Higher oil prices worked their way through the economies of the Western industrial nations and Japan to encourage significant increases in energy efficiency. The amount of energy required to produce a dollar of real gross national product declined 26 percent between 1972 and 1986. The gains in efficiency in oil use were even more dramatic: by 1990, 40 percent less oil was used in producing a dollar of real GNP than in 1973. As a result, by 1990 oil played a less significant role in the economies of the Western industrial nations than it had before the two oil shocks of the 1970s.

Higher oil prices also encouraged consumers to switch to other energy sources. While the use of coal and nuclear power increased, both turned out to have significant drawbacks, particularly those relating to the environment, and neither addressed the transportation sector, which accounted for the bulk of oil use. Although U.S. automobile fuel efficiency almost doubled between 1970 and 1990, this gain was partly eroded by a 40 percent rise in total motor vehicle use in the same period. In addition, the number of trucks on U.S. roads tripled between 1970 and 1990, and their fuel consumption doubled.

Higher oil prices also encouraged the development of alternative sources of oil. With higher prices and improving technologies of exploration and development, new sources of oil came on line in Alaska, Mexico, the North Sea, and the Soviet Union. U.S. production increased only briefly, however, and soon leveled off at around seven million barrels a day. Middle East oil production, which had accounted for 41 percent of world output in 1973 and 37 percent in 1977, fell to 19 percent by 1985. In 1986, with supply increasing and demand dropping, oil prices collapsed.

The collapse of oil prices provided a boost to Western economies but it also decimated the U.S. domestic oil industry, forcing the closure of high-cost wells. All producers experienced huge declines in export earnings. The Soviet Union was especially hard hit, and the collapse of oil earnings undercut Soviet leader Mikhail Gorbachev's hopes to use oil revenues to cushion the shock of economic reform. By the end of the decade, the Soviet oil industry was suffering from the same problems affecting the nation as a whole, and production and exports declined sharply.

Although lower prices led to increased demand for oil, producers in the Middle East captured most of the increase because they controlled the lowest cost fields. By 1990, oil imports were making up nearly half of U.S. oil supply, around 70 percent of western Europe's oil supply, and over 90 percent of Japan's oil supply; and 25 percent of U.S. imports, 41 percent of western Europe's imports, and 68 percent of Japan's imports originated in the Middle East.

Nevertheless, after rising sharply in the aftermath of the Iraqi invasion of Kuwait in August 1990, oil prices soon returned to preinvasion levels. The IEA contributed to stability by calling on member countries to make simultaneous use of their respective stockpiles. The success of U.S. diplomacy and military forces in the 1991 Gulf War demonstrated that with the end of the Cold War and the resulting retreat of the Soviet Union from a world role, the ability of the United States to intervene in the Middle East had increased significantly.

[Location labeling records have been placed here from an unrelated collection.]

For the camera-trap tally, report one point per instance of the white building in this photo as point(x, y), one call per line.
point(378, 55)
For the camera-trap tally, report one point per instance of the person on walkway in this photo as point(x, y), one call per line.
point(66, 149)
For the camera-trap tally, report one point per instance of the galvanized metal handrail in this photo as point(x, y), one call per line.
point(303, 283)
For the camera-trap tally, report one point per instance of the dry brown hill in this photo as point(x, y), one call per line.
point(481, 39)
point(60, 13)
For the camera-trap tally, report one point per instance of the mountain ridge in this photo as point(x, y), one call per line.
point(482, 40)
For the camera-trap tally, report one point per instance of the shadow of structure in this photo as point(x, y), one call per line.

Low prices prevailed throughout most of the 1990s despite Iraq's exclusion from world oil markets. Russian oil exports recovered owing to Russia's need for export earnings and the drastic drop in domestic demand because of widespread deindustrialization. The Asian financial crisis of 1997 also kept demand down despite China's increasing imports. In the United States, lower oil prices led to increased consumption, as the number of private motor vehicles, especially gas-guzzling sport-utility vehicles and light trucks, continued to climb. By the end of the decade, the fuel efficiency gains of the 1980s had been lost. Rising consumption and OPEC production cuts led to sharp price increases in 2000 and 2001. What happened in the 1990s may foreshadow a pattern whereby lower prices lead to greater consumption which leads to higher prices which lead to lower consumption which leads to lower prices and the repeat of the cycle. Thus, a foreign oil policy based on market forces and military power has its own set of problems.